My dear lady, don't you know that when you move in with a guy (or let him move in with you), the man rarely wants to "buy the cow when he is getting the milk for FREE!" That was your first mistake in your current relationship. If you were dating instead of "shacking up", he would be happier to see you, be more attentive and romantic, and you would know that he wanted to be with you. You each would have space to be yourselves and live your own lives, and then be together at selected times for fun, dining out, movies, dancing, etc. All this falls by the wayside when you live together, because it no longer is a challenge, and MEN DO LIKE A CHALLENGE AND THE CHASE! When they know they "have you", they lose interest! You say he is "Amazing"! What is so amazing about him? I really would like to know. How did you meet him? Where? When did you decide to live with him? Is he educated? Good job? Goes to work Mon-Fri. and pays the bills?

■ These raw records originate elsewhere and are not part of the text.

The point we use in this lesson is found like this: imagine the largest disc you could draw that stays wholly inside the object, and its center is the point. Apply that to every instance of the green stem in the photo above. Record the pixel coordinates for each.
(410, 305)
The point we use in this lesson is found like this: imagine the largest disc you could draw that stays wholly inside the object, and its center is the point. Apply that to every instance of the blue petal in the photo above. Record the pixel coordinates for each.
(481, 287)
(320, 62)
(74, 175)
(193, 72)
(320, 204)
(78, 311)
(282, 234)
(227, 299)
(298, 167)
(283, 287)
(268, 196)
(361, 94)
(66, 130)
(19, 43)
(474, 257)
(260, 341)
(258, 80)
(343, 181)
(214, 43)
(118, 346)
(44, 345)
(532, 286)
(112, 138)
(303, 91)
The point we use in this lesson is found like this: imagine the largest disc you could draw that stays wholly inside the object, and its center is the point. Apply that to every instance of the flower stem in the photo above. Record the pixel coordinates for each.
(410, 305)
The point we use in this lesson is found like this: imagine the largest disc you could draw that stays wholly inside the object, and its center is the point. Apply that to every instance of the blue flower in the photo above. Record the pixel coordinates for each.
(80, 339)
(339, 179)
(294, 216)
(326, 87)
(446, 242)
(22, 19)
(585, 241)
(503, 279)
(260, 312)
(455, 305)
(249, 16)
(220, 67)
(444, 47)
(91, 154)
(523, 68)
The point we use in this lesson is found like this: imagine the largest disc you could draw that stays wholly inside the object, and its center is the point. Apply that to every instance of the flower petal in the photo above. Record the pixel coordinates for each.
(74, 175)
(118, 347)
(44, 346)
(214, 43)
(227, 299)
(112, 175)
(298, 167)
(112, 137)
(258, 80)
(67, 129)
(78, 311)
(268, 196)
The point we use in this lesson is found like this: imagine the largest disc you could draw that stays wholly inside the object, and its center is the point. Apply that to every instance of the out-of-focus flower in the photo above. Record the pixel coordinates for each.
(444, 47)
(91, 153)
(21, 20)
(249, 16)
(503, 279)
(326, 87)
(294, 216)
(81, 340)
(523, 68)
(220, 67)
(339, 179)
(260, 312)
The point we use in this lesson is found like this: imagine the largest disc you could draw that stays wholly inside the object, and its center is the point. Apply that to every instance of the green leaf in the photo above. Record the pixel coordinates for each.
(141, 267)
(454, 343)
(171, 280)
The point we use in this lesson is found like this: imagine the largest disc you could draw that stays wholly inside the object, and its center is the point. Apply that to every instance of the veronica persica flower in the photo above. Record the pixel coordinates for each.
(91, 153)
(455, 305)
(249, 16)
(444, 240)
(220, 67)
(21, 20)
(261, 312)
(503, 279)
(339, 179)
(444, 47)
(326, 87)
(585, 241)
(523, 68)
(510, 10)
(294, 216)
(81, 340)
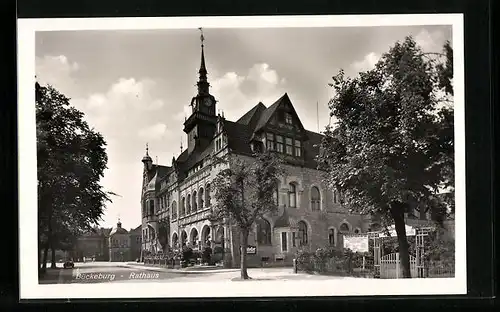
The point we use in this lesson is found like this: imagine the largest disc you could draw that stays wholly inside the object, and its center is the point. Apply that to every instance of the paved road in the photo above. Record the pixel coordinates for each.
(113, 272)
(103, 272)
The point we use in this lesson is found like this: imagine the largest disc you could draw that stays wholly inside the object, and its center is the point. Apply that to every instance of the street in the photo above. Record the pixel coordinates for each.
(121, 272)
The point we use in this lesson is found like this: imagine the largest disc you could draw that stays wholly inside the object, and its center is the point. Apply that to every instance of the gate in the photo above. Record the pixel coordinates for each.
(390, 266)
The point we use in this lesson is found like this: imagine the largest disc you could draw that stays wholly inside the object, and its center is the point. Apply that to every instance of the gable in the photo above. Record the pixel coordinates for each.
(281, 115)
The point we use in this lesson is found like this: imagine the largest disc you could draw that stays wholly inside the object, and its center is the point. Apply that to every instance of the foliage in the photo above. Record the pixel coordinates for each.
(393, 142)
(71, 159)
(244, 192)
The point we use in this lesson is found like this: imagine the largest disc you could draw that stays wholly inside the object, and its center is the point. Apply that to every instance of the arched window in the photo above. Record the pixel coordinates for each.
(263, 232)
(174, 210)
(201, 198)
(195, 203)
(332, 237)
(344, 228)
(183, 206)
(302, 233)
(207, 195)
(315, 199)
(292, 195)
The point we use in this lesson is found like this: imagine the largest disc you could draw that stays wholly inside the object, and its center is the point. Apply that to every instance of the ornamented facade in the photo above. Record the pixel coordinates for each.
(176, 199)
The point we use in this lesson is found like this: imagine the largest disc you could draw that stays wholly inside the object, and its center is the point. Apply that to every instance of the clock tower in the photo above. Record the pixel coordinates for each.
(200, 126)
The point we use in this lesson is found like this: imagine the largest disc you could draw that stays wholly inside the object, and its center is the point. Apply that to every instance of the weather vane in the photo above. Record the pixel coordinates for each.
(202, 38)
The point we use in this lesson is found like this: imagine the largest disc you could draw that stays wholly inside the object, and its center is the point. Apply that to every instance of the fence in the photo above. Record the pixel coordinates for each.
(440, 269)
(390, 266)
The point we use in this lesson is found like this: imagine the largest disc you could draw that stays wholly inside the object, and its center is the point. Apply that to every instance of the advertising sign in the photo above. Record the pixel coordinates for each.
(356, 243)
(251, 250)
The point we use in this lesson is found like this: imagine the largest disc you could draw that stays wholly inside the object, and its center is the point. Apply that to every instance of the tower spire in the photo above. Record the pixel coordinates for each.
(203, 84)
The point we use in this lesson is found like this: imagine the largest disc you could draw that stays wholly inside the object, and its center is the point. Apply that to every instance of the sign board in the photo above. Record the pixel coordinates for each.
(410, 231)
(251, 250)
(356, 243)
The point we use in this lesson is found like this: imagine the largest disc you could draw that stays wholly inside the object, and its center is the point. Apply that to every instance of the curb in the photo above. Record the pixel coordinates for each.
(157, 269)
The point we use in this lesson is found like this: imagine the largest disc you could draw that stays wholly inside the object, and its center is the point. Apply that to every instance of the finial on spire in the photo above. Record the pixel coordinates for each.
(202, 38)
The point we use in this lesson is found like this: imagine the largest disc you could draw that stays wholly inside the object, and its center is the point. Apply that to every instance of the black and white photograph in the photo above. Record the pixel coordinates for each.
(241, 156)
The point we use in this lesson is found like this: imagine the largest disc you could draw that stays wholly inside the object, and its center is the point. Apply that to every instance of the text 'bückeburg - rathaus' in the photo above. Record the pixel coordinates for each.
(176, 199)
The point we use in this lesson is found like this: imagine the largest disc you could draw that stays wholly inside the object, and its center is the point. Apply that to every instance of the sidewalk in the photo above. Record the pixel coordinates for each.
(188, 270)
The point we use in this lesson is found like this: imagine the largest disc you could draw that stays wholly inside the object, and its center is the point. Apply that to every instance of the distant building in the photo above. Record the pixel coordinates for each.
(109, 244)
(177, 199)
(119, 244)
(93, 244)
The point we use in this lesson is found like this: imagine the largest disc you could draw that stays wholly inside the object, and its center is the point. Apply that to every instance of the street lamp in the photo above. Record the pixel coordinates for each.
(156, 241)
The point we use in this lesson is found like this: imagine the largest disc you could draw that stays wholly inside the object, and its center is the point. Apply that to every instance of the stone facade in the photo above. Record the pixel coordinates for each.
(176, 200)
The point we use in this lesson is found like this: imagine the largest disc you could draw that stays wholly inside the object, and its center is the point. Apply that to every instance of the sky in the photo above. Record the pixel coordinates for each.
(135, 86)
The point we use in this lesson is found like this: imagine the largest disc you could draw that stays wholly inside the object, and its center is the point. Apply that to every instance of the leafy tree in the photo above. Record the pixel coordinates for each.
(392, 146)
(245, 192)
(71, 159)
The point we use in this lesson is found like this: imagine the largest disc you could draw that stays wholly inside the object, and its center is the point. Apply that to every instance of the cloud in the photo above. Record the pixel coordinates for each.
(431, 41)
(57, 71)
(367, 63)
(237, 93)
(153, 132)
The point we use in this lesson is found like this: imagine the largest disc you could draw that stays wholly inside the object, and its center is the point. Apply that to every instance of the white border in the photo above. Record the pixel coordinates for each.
(29, 287)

Does he help with household chores or expect you to do EVERYTHING? Is he Attractive? Clean and well-groomed? Does he drink or do drugs? All these things are important to answer. Do you keep yourself attractive, well-groomed; clean? Are you overweight or have you gained weight since you began dating? Do you dress nicely and put on make-up even when you're not going anywhere? Do you sometimes light candles and put on something sexy to create a romantic mood?
I suggest finding a good Therapist (your insurance may pay for weekly visits) if you have problems from your childhood that may be affecting your relationships. Some communities have free counseling at the Mental Health Clinic, so don't be afraid to ask or seek help. It's always good to have someone to talk to, who will help you work thru issues. Good luck, and try to show more pride and confidence in yourself and appearance, and that will help you to feel more self-assured.
All relationships need work; and a really good relationship takes work on both parts.